Today in Cambridge, audio entertainment has one final USP in Cambridge: while it gives its audience convenience, it gives its creators ease. This ease enables dramas to cross the universe, without the necessary CGI of video entertainment: ‘two chords, a narrator says: “China”, and there you are’ as John Lloyd summarised in a recent radio comedy discussion show (‘The Frequency of Laughter, ep. 1). Cast-aside blocking, costumes, learning lines, the dress/tech run, ticket selling, a set audience limit, voice projection, and it seems like a fair bonus to make up for the visual possibilities that admittedly fall outside radio’s remit.
"To look to the future, this community will have to re-examine the reasons why radio was so fertile and successful in the first place."
In the next few weeks we are going to discover if it is possible to create a rolling programme of radio plays alongside all the great content in Cambridge’s theatres. I hope that by the time our team finishes, radio will be seen as a innovative and legitimate place for student dramatists to exhibit their work. This term’s project has the hallmarks of an open-for-business, collaborative project: we share out all the roles we need and deal with problems as they arise. There’s space for anyone with an interest in drama, broadcasting, editing, publicity, tech, logistics to lend a hand and be a part of this.
When we have produced our series, when four hours of new drama has been broadcast, starring new actors, written and directed by Cambridge students; we will have cultured a body of experienced radio directors, writers, actors, editors, studio ops and publicists. To look to the future, this community will have to re-examine the reasons why radio was so fertile and successful in the first place. New scripts have been written that truly blend the sightlessness and musicality of spoken word and sound effect.

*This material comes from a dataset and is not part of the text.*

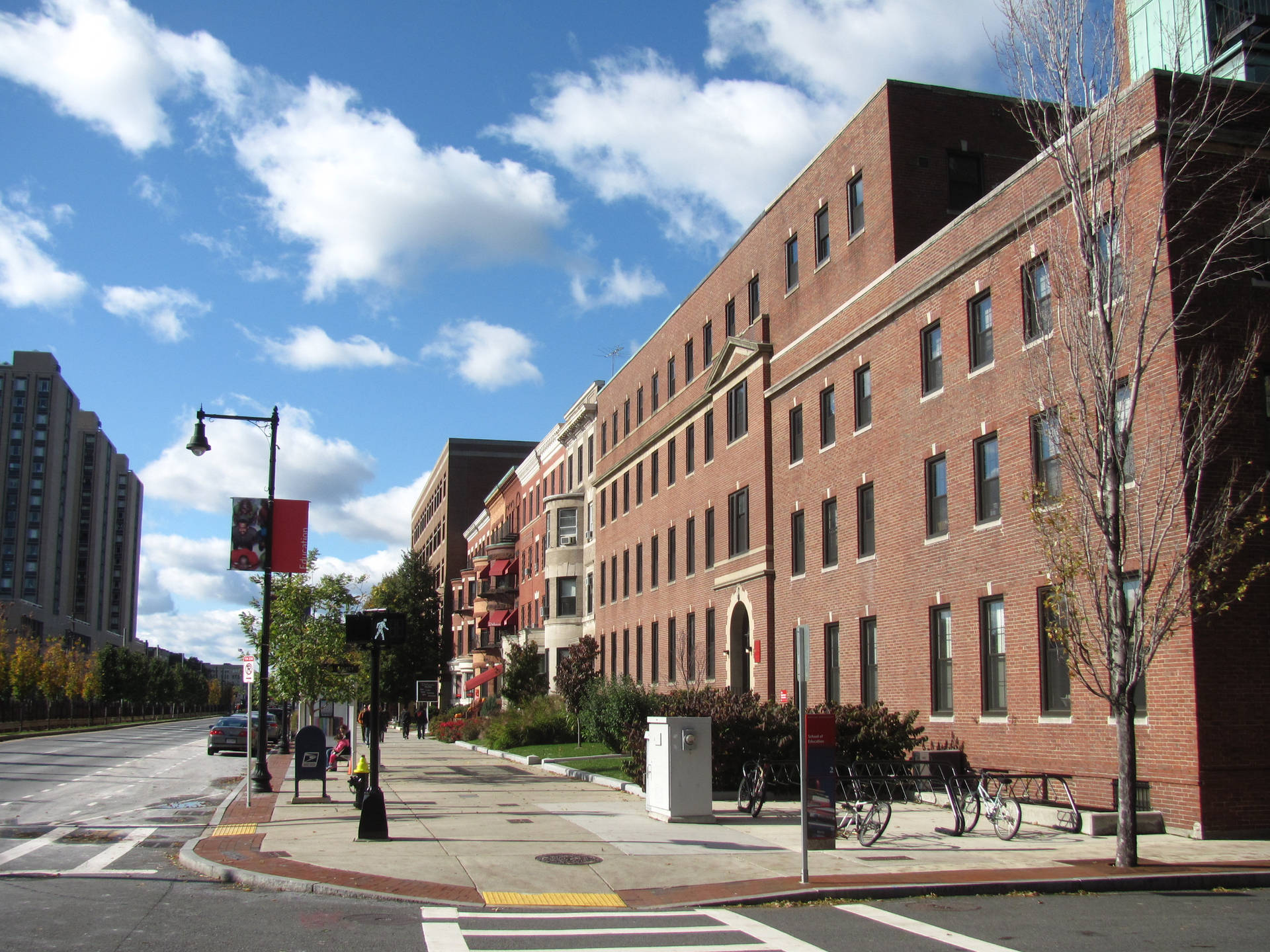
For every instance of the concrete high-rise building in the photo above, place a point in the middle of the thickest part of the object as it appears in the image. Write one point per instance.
(70, 517)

In this way radio is open to new possibilities of subjectivity and sympathy. When you darken your screen and listen to a ‘sightless’ radio-play, you might be in fact gaining a sensual proximity to and a new-found sympathy with somebody with visual impairment, as explored in Iris Pearson’s play Through Dark Eyes, produced and broadcast in October.

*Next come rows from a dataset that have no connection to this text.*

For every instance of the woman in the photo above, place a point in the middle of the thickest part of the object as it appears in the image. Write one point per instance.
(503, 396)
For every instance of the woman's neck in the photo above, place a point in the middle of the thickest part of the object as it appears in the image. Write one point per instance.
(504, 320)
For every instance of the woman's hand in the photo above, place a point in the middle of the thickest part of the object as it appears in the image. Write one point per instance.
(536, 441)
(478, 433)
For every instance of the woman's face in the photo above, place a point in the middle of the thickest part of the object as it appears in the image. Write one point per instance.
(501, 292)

In a different way, through its aural intensity and particularity, Helen Dallas’s radio-play The Willow House Recordings reaches its dramatic conclusion in the replay of a tape recording. On screen this conclusion might seem visually mundane: an extreme close up of a tape-player on a table. Yet on radio, in the listener’s ears and mind, this climax is heard with all the force and dramatic efficacy of the previous scenes.

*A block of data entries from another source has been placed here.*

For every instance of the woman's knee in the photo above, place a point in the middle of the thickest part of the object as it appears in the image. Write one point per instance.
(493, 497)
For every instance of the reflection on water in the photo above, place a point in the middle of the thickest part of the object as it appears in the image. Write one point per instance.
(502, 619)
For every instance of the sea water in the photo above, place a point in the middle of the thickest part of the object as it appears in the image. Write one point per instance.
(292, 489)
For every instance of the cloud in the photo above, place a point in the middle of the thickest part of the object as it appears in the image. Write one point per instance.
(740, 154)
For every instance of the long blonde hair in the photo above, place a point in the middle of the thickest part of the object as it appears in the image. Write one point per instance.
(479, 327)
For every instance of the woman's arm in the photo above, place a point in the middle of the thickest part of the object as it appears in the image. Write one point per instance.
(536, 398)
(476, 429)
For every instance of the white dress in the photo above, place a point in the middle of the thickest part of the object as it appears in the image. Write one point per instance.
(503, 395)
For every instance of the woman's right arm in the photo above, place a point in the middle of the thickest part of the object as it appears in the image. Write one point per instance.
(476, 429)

The whole artefact remains when you create art in the audio or video medium. We might not learn our lines, or even have an audience in the stalls, but our art can be heard forever in the same form as we first created it. For this reason, we are hoping to also record, adapt and preserve Cambridge theatrical shows with our audio-capture kits; starting this term with two scenes from the ADC main-show, The Glass Menagerie, and an audio sample of the Corpus Playroom’s The House They Grew Up In. As of yet the dynamic between Cambridge Theatre and Cambridge Radio is nascent and undeveloped, waiting for dedicated students to blend the two creative spheres in their own way.
Feel free to listen your music again (if you humoured me in pausing it). Listen out too for the sounds designed to entertain you that are heard in every environment; and if you’d be so kind, to our New Drama show on Cam FM.